В творчестве Расула Гамзатова диалог, монолог, повествование не противопоставлены друг другу, они взаимно дополняют друг друга функционально в рамках единого художественного целого. Диалогические и монологические формы организации художественной речи у него не имеют обязательной жанровой закрепленности, но преобладающими должны быть признаны первые из них. Интересно отметить и то, что нередко философские темы решаются им в диалогических формах, в чем нельзя не усмотреть продолжения традиций дагестанского жанра раздумий.

В настоящих заметках ограничимся указанием лишь на некоторые формы сочетания поэтом элементов диалога с другими способами художественного изображения и выражения: с описанием, повествованием, монологом-призывом (монологом-предостережением, монологом-предупреждением) и т.д. В этом отношении показательно одно из лучших его произведений — поэма «Колокол Хиросимы», в которой автор «бьет в набат», предостерегая планету от опасности атомной войны.

Начинается поэма микродиалогом, состоящим из двух реплик (вопроса и ответа на него): «— Камень, срывающийся со скалы, где ляжешь ты через мгновенье?— В подножье горы, где цвета золы другие лежат каменья».

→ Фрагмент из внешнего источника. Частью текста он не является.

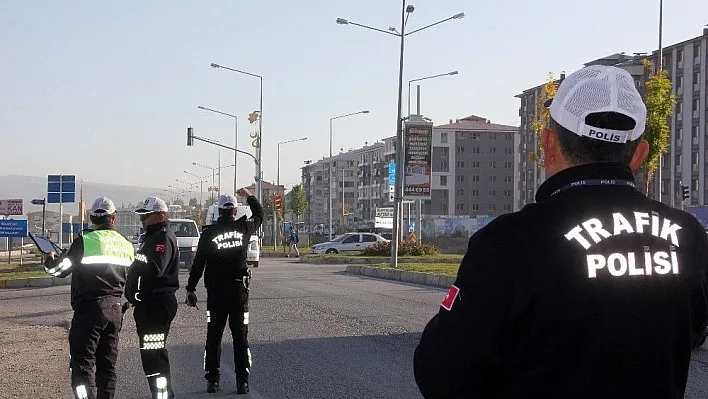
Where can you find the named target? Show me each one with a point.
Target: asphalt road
(315, 332)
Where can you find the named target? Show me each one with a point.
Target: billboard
(417, 161)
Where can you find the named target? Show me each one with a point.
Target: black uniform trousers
(153, 318)
(228, 301)
(93, 341)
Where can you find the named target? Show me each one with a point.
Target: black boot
(212, 386)
(242, 385)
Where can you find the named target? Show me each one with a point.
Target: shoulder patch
(449, 300)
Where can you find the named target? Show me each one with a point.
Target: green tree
(660, 102)
(543, 116)
(298, 202)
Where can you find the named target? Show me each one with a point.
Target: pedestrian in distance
(595, 290)
(97, 261)
(221, 256)
(153, 280)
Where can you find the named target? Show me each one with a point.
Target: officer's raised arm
(461, 347)
(256, 208)
(63, 265)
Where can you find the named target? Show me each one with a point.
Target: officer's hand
(191, 299)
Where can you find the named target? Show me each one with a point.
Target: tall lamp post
(329, 185)
(259, 186)
(405, 12)
(235, 141)
(277, 184)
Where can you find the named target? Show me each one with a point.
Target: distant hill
(30, 187)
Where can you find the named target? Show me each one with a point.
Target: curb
(33, 282)
(368, 260)
(435, 280)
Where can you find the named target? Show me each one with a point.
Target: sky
(106, 90)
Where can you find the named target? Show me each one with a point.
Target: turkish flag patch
(450, 297)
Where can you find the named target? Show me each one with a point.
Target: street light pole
(329, 173)
(405, 12)
(259, 186)
(235, 144)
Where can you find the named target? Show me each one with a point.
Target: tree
(298, 201)
(660, 102)
(543, 116)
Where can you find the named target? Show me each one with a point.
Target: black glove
(191, 299)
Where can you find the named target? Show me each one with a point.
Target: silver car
(348, 243)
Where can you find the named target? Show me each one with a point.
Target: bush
(405, 248)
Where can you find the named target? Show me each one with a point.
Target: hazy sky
(106, 90)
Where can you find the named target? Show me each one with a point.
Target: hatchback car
(349, 243)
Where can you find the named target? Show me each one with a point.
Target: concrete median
(431, 279)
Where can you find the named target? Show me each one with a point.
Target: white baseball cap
(102, 206)
(151, 205)
(596, 89)
(227, 201)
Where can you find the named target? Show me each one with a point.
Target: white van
(254, 247)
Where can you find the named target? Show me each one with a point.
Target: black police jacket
(89, 283)
(155, 271)
(223, 249)
(595, 291)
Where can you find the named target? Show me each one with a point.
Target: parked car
(348, 243)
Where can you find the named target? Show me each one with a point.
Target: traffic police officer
(152, 282)
(594, 291)
(97, 261)
(221, 256)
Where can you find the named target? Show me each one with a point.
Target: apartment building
(473, 168)
(353, 185)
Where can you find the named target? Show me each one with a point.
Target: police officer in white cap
(152, 282)
(595, 290)
(97, 261)
(221, 256)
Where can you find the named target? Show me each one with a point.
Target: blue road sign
(13, 228)
(391, 173)
(61, 189)
(67, 227)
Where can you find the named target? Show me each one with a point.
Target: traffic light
(278, 202)
(684, 192)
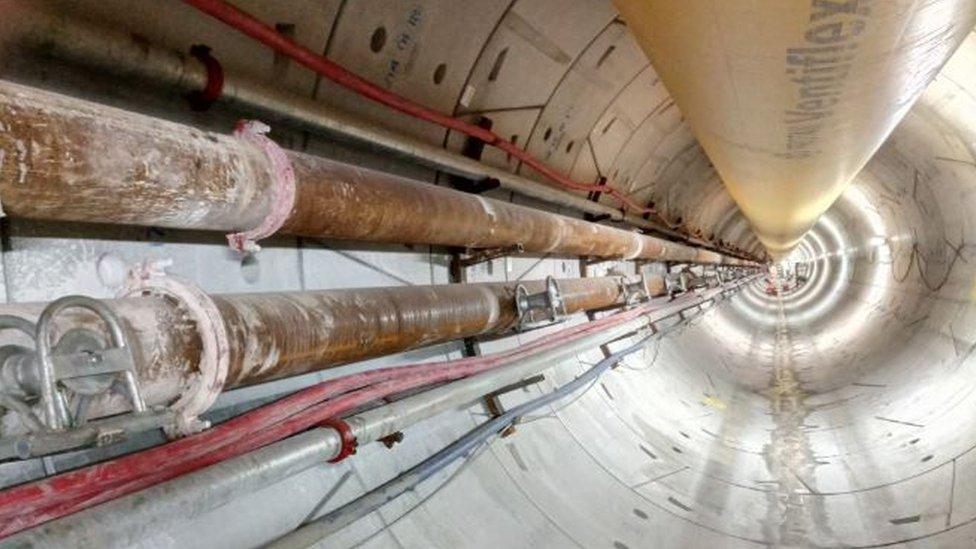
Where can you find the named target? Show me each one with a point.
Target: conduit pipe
(791, 99)
(120, 53)
(71, 160)
(313, 532)
(127, 520)
(275, 335)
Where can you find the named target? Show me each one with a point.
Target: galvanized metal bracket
(540, 308)
(82, 363)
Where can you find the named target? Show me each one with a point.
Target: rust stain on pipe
(277, 335)
(72, 160)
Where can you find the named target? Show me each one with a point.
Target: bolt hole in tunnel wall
(831, 406)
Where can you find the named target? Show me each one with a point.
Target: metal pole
(117, 53)
(72, 160)
(275, 335)
(129, 520)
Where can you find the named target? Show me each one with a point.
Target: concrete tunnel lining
(838, 415)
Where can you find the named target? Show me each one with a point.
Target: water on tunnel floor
(839, 411)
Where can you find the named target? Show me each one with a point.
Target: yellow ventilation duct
(790, 98)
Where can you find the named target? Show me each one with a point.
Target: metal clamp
(675, 283)
(82, 362)
(547, 303)
(634, 290)
(349, 442)
(150, 278)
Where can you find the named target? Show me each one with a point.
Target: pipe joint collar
(349, 442)
(150, 279)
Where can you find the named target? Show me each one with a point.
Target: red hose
(267, 35)
(25, 506)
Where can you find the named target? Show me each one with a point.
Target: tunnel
(816, 394)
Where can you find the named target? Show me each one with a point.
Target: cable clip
(282, 187)
(201, 100)
(349, 442)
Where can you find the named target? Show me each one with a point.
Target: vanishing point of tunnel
(508, 273)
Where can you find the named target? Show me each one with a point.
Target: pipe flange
(283, 191)
(149, 278)
(349, 442)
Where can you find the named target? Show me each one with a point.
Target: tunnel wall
(838, 415)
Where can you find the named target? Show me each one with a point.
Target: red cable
(267, 35)
(28, 505)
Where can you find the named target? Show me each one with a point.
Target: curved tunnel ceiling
(836, 414)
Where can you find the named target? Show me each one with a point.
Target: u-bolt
(55, 412)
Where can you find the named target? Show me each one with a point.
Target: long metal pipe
(127, 520)
(120, 53)
(791, 99)
(275, 335)
(72, 160)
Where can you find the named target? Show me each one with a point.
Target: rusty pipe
(276, 335)
(72, 160)
(36, 30)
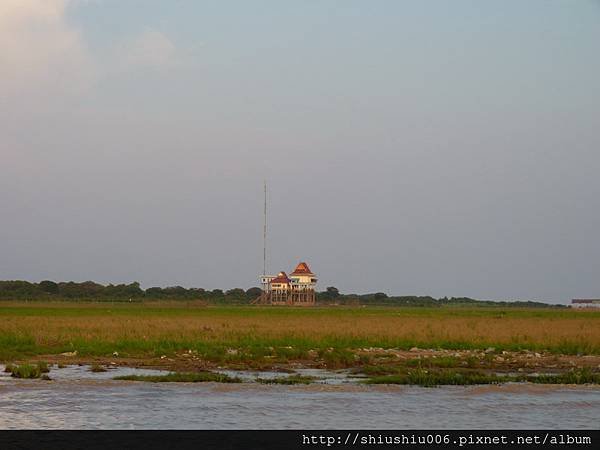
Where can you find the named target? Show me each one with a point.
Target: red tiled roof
(281, 278)
(302, 269)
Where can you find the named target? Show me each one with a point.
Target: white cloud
(42, 54)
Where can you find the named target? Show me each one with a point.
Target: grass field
(256, 335)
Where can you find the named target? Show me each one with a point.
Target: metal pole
(265, 234)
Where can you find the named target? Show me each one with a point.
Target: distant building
(585, 303)
(298, 289)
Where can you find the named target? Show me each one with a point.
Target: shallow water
(78, 398)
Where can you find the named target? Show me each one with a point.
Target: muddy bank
(372, 360)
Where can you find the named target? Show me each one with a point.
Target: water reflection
(79, 398)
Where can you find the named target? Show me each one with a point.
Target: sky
(411, 147)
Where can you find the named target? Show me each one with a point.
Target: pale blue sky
(423, 147)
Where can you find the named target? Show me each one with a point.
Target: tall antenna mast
(265, 235)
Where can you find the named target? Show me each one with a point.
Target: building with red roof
(297, 289)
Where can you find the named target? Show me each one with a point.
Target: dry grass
(143, 330)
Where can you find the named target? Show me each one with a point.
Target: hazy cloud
(39, 51)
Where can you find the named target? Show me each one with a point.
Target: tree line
(90, 290)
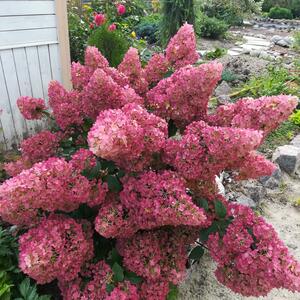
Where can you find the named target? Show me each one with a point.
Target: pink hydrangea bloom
(103, 93)
(14, 168)
(112, 27)
(272, 110)
(50, 185)
(31, 108)
(94, 59)
(156, 68)
(83, 159)
(40, 147)
(154, 290)
(132, 68)
(184, 96)
(205, 151)
(251, 258)
(156, 200)
(182, 48)
(99, 19)
(66, 106)
(157, 255)
(121, 9)
(55, 249)
(112, 222)
(131, 132)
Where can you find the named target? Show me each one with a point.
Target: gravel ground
(201, 283)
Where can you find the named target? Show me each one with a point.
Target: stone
(254, 190)
(223, 89)
(288, 158)
(296, 141)
(276, 38)
(289, 40)
(283, 43)
(246, 201)
(255, 53)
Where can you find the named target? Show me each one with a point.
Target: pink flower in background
(112, 27)
(99, 19)
(121, 9)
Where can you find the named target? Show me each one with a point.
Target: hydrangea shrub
(121, 194)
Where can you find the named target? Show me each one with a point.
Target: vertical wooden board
(6, 115)
(55, 62)
(34, 67)
(46, 72)
(12, 84)
(24, 80)
(2, 138)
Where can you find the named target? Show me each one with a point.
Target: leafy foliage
(111, 44)
(174, 15)
(280, 13)
(211, 27)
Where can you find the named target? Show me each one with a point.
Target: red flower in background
(121, 9)
(112, 27)
(99, 19)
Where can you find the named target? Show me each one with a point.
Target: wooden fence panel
(34, 50)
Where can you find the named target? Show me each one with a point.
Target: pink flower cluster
(148, 202)
(55, 249)
(49, 186)
(184, 96)
(158, 255)
(205, 151)
(182, 50)
(251, 258)
(40, 146)
(131, 66)
(272, 110)
(100, 275)
(131, 133)
(31, 108)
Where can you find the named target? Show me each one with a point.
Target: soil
(278, 211)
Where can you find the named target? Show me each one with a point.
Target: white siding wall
(29, 60)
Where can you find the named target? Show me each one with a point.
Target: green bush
(295, 117)
(174, 15)
(211, 27)
(280, 13)
(112, 44)
(78, 35)
(148, 28)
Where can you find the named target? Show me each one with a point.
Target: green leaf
(114, 184)
(118, 272)
(196, 253)
(220, 209)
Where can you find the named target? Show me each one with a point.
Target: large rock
(276, 38)
(246, 201)
(296, 141)
(273, 181)
(288, 159)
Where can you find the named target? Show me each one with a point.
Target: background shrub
(175, 14)
(110, 43)
(280, 13)
(211, 27)
(148, 28)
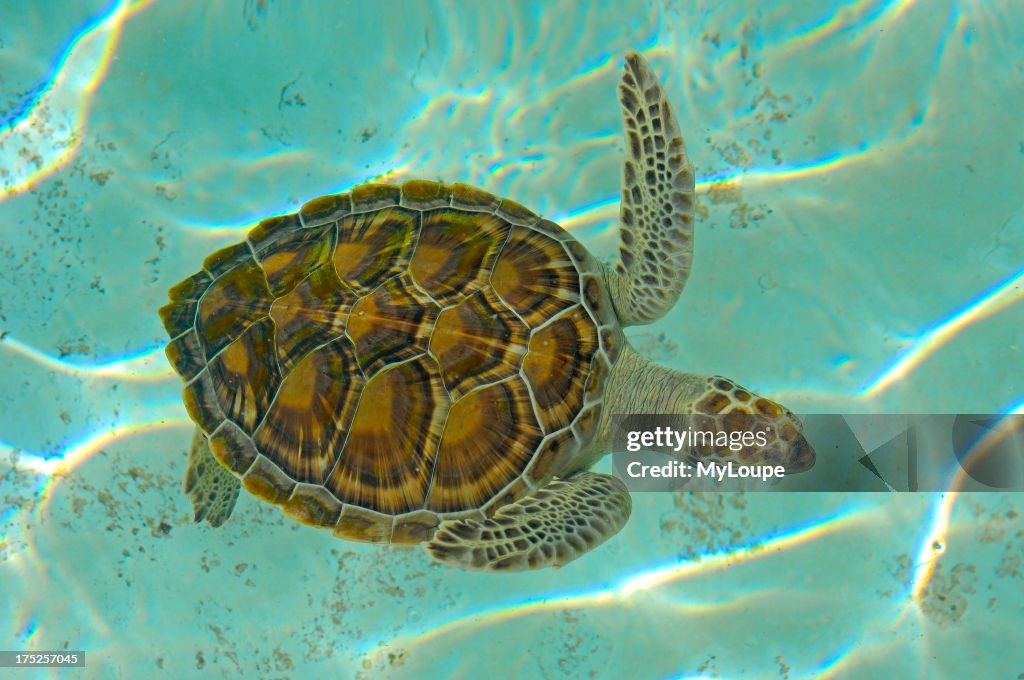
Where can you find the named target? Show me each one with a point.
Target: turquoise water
(860, 250)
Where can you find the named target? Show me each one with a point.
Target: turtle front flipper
(656, 210)
(552, 526)
(211, 487)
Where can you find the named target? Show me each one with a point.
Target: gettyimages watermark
(853, 453)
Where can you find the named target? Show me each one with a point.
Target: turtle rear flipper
(550, 527)
(212, 487)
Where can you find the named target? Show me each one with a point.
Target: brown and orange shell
(394, 356)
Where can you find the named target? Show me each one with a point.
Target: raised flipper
(656, 211)
(211, 486)
(550, 527)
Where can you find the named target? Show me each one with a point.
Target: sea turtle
(428, 363)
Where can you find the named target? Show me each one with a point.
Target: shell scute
(386, 463)
(477, 341)
(305, 426)
(391, 324)
(469, 198)
(557, 366)
(375, 246)
(313, 313)
(489, 436)
(326, 209)
(535, 277)
(425, 195)
(455, 252)
(368, 198)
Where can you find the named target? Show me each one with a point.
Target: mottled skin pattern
(432, 364)
(656, 210)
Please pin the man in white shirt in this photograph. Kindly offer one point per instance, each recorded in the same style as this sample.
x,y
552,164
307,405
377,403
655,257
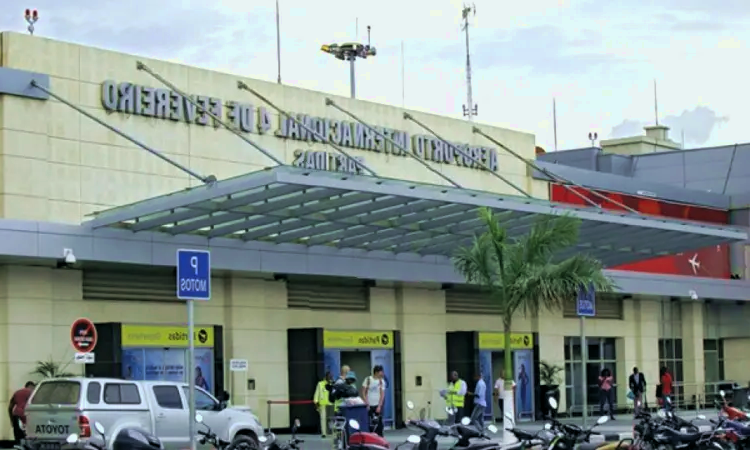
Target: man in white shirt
x,y
373,393
498,394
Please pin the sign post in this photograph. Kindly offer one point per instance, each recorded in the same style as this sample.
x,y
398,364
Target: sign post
x,y
585,307
83,337
193,283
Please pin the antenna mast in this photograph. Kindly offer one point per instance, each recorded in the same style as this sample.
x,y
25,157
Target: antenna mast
x,y
656,105
469,109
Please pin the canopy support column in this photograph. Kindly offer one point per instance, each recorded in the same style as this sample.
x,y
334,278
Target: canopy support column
x,y
467,155
241,85
158,154
330,102
140,66
563,182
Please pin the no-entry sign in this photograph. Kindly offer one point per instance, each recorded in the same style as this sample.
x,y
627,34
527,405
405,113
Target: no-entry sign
x,y
83,335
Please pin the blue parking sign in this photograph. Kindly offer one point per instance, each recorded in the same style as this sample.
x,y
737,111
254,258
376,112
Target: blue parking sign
x,y
586,302
193,275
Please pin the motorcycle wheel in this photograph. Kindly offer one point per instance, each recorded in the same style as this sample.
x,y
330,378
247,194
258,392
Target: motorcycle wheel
x,y
243,443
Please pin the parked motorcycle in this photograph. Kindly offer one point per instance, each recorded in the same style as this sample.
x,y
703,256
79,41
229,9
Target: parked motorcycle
x,y
270,442
208,436
731,412
73,442
129,438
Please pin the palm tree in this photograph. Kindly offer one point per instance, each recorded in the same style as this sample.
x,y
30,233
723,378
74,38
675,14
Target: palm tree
x,y
50,369
525,274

Истина, выраженная в четверостишии, взятом отдельно, изолированно, проста и не претендует на новизну: камень, сорвавшись со скалы, всегда устремляется вниз. Не в сообщении этой банальности заключается функция четверостишия. Его назначение в другом: оно предваряет, подготавливает другую мысль — мысль второго диалога, который сопоставляется с первым по содержанию: «— Куда, моя песня, летишь чуть свет в багровом предутреннем дыме?— К подножью холма Незабытых Бед!»

Соединяясь с этим диалогом, первый приобретает новую, композиционно обусловленную функцию при сохранении того же содержания: он усиливает, подчеркивает, выделяет, представляет как неотвратимое то, о чем говорится во втором микродиалоге. Песня к подножию холма Незабытых Бед летит так же естественно, как камень, сорвавшийся со скалы, закономерно устремляется в подножие горы, «где другие лежат каменья». Два приведенных отрывка сочетаются между собой как общее с частным: правило жизни, коллективно признанный опыт, выраженный в первом, выступая общим контекстуальным фоном, освещает своим же светом и содержание ответной реплики второго отрыв-ка, придавая ему также характер закономерности. Итак, песня поэта неудержимо летит «к подножью холма Незабытых Бед». «Где же такой?» — «В Хиросиме!» Далее следует диалог, из которого выясняется, почему песня устремлена к холму Незабытых Бед: «— Песня моя, в чужеземную даль, может, летишь ты без нужды?— Нет, не чужда мне чужая печаль, муки чужие не чужды!»

Казалось бы, объяснение вполне убедительно, но тем не менее поэт жестокими доводами философии необратимости потерянного еще больше нагнетает трагизм произведения: «— Песня, на свете так много утрат, и мертвые невоскресимы. Что будешь ты делать?»

И в ответ звучит страстный монолог песни: «— Бить стану набат в колокол Хиросимы!»

Монолог продолжается, и из него мы узнаем: поэту кажется, что «восстают из мертвых исчезнувшие в огне», мнут траву, разводят пламя в очагах и поклоняются Будде, «Воскреснув на улице городской, влюбленные ждут свиданий», «Стучат очарованные сердца», «И прозревают глаза у слепца, отчаявшегося в надежде». Поэт стоит «в кругу воскресшего люда» совершенно один, лишь «облака-пилигримы» наверху, и тут снова — диалог, прерывающий монолог песни: «— Люди, скажите, кто вы? Откуда? — Мы люди из Хиросимы!»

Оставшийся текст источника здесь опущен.